Anduve de la mano del silencio blanco, sin pasados oscuros ni futuros repletos de tormentas. Me senté un segundo infinito en la placidez de la nada, acompañada por una respiración leve y unos ojos despiertos hacia dentro. Y me dejé llevar hacia un espacio fuera de límites ni fronteras, a una realidad sin ruidos, sin idiotas que proclaman consignas para celebrar la autodestrucción y sin reyes desnudos ni cortejos de elefantes congelados.
En ese tiempo en el que estuve dormida el mundo siguió girando, mi pelo encaneció y mis oídos se cerraron a las estupideces sin que yo diera ninguna orden. De la pantalla que brillaba en el salón desaparecieron personajes habituales y me rodearon deslumbrantes hadas de nerviosas alas transparentes y juguetones gnomos de ropa multicolor que cubrieron mi desnudez de risas cristalinas y absorbentes, de imperceptibles caricias que quedaron tatuadas en mi piel.
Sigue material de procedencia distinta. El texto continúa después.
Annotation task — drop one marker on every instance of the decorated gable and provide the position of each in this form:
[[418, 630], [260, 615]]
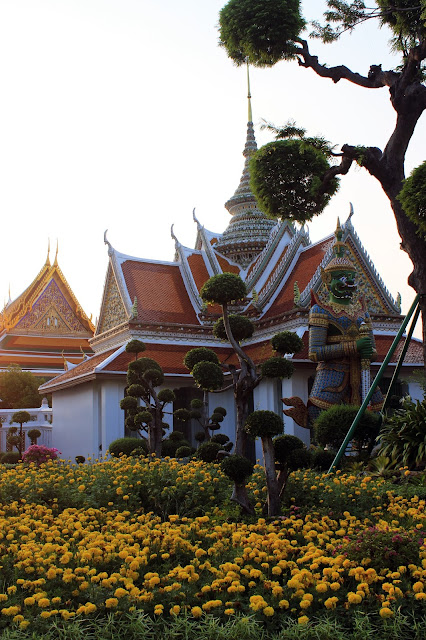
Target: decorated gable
[[113, 311], [51, 313]]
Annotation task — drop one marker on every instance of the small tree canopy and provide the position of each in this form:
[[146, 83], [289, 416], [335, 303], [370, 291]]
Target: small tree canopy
[[263, 30], [242, 328], [263, 424], [129, 402], [199, 354], [21, 417], [182, 414], [413, 197], [277, 367], [287, 342], [223, 289], [208, 376], [286, 177]]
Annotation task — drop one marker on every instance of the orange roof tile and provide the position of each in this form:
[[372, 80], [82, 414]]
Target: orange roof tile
[[226, 266], [198, 269], [160, 291], [307, 263]]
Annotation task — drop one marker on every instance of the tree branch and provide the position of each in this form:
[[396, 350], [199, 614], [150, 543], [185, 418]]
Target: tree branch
[[375, 80]]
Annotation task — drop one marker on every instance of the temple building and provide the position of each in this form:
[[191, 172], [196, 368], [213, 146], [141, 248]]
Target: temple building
[[159, 303], [45, 329]]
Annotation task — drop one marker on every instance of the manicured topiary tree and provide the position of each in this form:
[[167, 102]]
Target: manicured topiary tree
[[290, 453], [224, 289], [238, 469], [331, 427], [33, 435], [21, 417], [204, 366], [144, 405], [266, 425]]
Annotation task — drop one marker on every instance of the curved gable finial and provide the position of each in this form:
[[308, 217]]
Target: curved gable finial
[[106, 241]]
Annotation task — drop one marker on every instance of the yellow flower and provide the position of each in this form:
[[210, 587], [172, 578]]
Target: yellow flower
[[110, 603]]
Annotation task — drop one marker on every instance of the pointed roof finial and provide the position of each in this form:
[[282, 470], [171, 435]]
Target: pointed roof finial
[[250, 114], [47, 263], [55, 262]]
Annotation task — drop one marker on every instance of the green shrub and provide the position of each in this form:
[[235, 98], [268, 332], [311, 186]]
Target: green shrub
[[237, 468], [193, 357], [263, 423], [403, 436], [10, 457], [277, 367], [223, 288], [207, 452], [241, 327], [184, 451], [126, 446], [286, 342]]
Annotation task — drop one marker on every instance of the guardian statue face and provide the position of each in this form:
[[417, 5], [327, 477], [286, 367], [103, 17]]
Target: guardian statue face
[[342, 285]]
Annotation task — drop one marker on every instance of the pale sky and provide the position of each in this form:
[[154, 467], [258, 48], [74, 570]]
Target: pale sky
[[125, 115]]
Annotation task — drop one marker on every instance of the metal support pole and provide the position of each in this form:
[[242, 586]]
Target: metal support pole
[[374, 385], [402, 356]]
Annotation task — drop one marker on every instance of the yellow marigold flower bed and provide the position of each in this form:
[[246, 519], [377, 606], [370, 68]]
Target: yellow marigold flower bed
[[97, 561]]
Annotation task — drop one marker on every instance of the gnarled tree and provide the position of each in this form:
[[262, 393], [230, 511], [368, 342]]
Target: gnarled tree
[[267, 31]]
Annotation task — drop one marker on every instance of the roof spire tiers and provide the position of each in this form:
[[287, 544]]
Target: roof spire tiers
[[249, 229]]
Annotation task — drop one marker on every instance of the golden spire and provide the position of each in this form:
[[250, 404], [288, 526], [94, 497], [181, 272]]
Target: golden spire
[[47, 263], [250, 115], [55, 263]]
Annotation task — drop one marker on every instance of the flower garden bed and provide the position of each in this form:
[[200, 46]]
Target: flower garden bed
[[143, 544]]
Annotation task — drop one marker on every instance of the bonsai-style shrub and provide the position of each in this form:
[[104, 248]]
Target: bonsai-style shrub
[[10, 457], [287, 450], [286, 342], [126, 446], [265, 30], [39, 454], [402, 437], [170, 445], [332, 426], [143, 376], [184, 451], [242, 328], [207, 452], [266, 425]]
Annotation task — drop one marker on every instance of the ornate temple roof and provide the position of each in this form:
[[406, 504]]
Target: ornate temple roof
[[44, 325]]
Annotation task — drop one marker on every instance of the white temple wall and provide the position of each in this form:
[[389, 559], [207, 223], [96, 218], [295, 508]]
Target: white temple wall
[[111, 422], [76, 421], [415, 391]]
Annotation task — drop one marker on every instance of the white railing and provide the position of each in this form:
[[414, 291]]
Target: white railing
[[41, 419]]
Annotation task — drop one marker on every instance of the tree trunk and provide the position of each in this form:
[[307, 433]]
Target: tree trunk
[[240, 496], [274, 503]]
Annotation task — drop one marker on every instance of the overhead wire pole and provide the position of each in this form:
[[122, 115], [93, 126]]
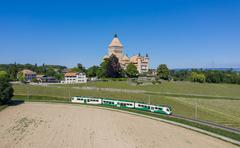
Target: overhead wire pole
[[149, 99], [196, 108]]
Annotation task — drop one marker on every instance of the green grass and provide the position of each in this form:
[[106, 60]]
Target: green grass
[[197, 125], [223, 111], [184, 88], [3, 107]]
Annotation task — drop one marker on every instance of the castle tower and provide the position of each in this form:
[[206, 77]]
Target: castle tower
[[115, 47]]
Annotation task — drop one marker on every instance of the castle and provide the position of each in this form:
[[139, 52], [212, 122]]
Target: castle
[[116, 48]]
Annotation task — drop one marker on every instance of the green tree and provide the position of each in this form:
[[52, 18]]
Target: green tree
[[102, 70], [6, 90], [131, 71], [21, 77], [163, 72], [195, 77], [92, 71], [81, 68]]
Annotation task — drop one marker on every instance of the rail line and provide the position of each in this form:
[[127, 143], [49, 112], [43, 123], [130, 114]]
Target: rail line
[[211, 124]]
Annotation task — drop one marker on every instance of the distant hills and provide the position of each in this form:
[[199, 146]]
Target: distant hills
[[220, 69]]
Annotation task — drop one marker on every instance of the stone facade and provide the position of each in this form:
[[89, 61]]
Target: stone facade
[[116, 48]]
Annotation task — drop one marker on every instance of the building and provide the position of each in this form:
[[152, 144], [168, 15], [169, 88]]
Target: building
[[74, 77], [28, 75], [116, 48], [46, 79]]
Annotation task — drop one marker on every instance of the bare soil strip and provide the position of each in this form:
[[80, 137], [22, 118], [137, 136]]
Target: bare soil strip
[[64, 125]]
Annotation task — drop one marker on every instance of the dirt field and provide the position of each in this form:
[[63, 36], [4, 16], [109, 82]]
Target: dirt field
[[62, 125]]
Recorrí el intervalo entre la conciencia de mi yo y de mi espacio divagando sin prisa con algunos muertos muy vivos y con ciertos vivos que parecen muertos. Los paisajes se sucedían sin alta velocidad en un instante y mi entorno se movía con la cadencia de un bolero triste y sin final feliz.
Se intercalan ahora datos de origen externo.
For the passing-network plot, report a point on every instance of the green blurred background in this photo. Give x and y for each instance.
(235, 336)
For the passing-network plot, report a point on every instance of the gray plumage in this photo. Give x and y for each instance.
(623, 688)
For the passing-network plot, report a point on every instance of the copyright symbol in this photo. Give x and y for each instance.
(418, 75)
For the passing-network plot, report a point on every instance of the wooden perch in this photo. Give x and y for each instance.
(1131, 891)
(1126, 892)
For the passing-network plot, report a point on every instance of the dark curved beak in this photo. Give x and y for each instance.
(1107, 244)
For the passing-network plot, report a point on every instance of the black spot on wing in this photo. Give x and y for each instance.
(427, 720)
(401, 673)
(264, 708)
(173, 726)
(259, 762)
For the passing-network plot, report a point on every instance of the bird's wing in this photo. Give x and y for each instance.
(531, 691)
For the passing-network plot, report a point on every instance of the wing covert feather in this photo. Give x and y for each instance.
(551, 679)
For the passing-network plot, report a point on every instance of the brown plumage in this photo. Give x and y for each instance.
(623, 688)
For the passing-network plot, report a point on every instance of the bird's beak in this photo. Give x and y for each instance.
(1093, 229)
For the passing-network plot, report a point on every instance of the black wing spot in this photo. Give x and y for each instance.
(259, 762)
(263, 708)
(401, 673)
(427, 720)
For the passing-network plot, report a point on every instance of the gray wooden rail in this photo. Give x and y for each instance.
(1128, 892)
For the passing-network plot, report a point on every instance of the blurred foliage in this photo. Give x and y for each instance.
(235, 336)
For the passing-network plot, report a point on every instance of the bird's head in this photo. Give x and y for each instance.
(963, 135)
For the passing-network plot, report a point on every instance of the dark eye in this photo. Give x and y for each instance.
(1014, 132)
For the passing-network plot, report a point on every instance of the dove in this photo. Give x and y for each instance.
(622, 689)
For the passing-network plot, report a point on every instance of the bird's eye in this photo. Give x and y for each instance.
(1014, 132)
Tronó el aullido de mi perro y todo se desplomó como un rascacielos cojo. La televisión volvía a escupir imágenes repetitivas, ya vistas cientos de veces. Recuperé los sonidos de las voces monótonas y simples que nos interpretan la realidad y mis ojos se centraron de nuevo en los límites del salón que me cobijaba como un útero acogedor y en la luz de mayo que ignoraba las cortinas que trataban de atraparla.